ClearView used recent figures compiled by the Natural Resources Defense Council (NRDC) to calculate how retiring coal plants would impact carbon dioxide equivalent (CO2) emissions. Using NRDC’s notional 1,500 pounds of CO2e/MWh as a starting point, that “implies an incremental retirement of about 70 GW of coal-fired capacity by 2020,” Tezak said. She calculated the replacement of the total 110 coal-fired GW would mean an added 4-8 Bcf/d in natural gas-fired power.
Pennsylvania Gov. Tom Corbett called Obama’s climate change proposal initiative a “war on coal” and on jobs. “Here in Pennsylvania, nearly 63,000 men and women, including 8,100 miners, work in jobs supported by the coal industry,” Corbett said. Pennsylvania is the fourth-largest coal producing state in the nation.
Analysts with Tudor, Pickering, Holt & Co. (TPH) said fossil fuels fared better than was expected in the president’s climate action plan.
“At the margin, [it was] positive for fossil fuels (really!). Coal [is] not going to be outlawed tomorrow, [Obama is] warming up to natural gas, and renewables promoted but largely rhetorical. …Nat gas cited as ‘critical bridge fuel,’ promotion of coal-to-gas fuel-switching, development of a global market for gas, and adoption of heavy-duty natural gas vehicles encouraged.”
The TPH analysts also spotlighted a recent unheralded move by the administration to change its estimate of the social or emissions-generating cost of carbon from $24 to $38/ton. “$38/ton is a big number…on a coal versus gas generation basis, estimate increases breakeven price for natgas a dramatic $2.50/MMBtu-plus.” The change was baked into a notice about emissions from microwave ovens.
TPH is estimating that given the increase in total cost of coal, the price of natural gas could rise by as much as $2.50/MMbtu before it would be costlier to generate electricity with natural gas than with coal, everything else being equal.
It was pointed out that it will take time for new rules to be written and implemented, a process that in the past has dragged on for years, interrupted by administration changes and court lawsuits. Existing plants likely would be given time to make changes. However, anyone planning on building a power plant that could last 50 years is bound to be influenced by prospective carbon limits.

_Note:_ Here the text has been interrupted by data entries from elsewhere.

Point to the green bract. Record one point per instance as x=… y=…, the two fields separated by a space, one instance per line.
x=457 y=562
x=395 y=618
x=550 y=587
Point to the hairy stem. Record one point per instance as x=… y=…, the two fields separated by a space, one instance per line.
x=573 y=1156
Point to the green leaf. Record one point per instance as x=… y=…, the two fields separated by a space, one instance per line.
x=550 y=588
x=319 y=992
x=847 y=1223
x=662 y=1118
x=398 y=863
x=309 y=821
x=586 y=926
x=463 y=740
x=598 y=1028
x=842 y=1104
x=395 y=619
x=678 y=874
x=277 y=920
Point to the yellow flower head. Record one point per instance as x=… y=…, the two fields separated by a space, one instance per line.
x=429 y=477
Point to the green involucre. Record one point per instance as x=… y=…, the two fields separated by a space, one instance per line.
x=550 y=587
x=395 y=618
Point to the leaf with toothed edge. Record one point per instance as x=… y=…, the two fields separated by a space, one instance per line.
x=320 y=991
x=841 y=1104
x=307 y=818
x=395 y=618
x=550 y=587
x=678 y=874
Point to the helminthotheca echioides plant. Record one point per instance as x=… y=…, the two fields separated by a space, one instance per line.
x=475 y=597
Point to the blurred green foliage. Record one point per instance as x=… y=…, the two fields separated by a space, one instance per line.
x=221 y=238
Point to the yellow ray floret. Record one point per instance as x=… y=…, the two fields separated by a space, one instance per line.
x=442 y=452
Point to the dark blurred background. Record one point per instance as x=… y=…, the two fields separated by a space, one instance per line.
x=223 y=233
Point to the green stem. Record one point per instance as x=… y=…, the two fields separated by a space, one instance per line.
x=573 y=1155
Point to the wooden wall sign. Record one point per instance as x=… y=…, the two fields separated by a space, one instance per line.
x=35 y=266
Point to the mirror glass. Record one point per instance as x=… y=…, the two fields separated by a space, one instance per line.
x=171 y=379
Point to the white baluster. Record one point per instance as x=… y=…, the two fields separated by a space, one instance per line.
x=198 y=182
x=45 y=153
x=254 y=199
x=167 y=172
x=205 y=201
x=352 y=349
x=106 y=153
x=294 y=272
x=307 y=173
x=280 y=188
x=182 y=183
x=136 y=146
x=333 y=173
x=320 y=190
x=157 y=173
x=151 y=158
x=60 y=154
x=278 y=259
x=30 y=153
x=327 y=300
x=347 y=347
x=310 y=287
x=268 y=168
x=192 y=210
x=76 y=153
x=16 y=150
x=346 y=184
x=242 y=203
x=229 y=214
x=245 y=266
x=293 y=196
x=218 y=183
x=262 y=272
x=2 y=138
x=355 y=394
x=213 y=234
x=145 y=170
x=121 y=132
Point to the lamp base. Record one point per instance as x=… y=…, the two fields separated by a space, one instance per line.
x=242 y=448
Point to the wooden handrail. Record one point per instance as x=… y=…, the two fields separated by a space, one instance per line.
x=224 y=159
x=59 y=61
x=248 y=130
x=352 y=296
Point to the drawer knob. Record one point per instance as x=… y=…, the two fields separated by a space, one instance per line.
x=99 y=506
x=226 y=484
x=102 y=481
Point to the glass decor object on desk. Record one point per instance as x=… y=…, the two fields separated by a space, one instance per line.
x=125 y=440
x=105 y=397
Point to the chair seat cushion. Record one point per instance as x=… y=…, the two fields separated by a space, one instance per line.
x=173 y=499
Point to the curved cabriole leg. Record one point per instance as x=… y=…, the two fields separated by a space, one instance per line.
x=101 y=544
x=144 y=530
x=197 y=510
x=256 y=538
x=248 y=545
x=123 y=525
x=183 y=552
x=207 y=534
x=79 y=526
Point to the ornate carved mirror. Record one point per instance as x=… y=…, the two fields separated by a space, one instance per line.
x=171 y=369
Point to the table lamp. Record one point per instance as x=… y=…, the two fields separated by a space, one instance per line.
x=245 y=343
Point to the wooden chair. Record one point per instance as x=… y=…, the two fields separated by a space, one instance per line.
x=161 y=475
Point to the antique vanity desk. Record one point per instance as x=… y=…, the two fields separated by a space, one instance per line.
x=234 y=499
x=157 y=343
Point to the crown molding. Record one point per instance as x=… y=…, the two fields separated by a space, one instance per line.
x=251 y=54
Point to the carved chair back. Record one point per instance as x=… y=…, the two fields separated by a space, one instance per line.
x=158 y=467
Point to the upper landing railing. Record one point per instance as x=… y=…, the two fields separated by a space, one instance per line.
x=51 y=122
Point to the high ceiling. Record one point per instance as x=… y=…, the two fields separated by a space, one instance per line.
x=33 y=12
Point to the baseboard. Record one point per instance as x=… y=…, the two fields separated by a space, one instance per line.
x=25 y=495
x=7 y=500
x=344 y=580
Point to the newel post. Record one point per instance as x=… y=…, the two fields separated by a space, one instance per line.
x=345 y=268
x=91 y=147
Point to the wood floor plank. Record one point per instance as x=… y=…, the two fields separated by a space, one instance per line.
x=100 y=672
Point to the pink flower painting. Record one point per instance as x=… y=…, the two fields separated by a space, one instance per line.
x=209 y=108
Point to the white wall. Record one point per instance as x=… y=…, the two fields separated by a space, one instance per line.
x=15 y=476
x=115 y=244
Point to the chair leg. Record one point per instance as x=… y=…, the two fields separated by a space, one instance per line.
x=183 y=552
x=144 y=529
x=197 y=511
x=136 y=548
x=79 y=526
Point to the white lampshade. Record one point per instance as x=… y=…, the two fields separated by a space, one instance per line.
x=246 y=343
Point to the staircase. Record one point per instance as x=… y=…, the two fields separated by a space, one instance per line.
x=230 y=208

And as for whether his administration will approve the controversial Keystone XL pipeline to carry tar sands oil from Canada to Gulf Coast markets anytime soon, read what you will into Obama’s statement. He said the State Department would approve the pipeline if it does not “significantly increase” greenhouse gas emissions. Define “significantly,” and then watch which way the wind is blowing.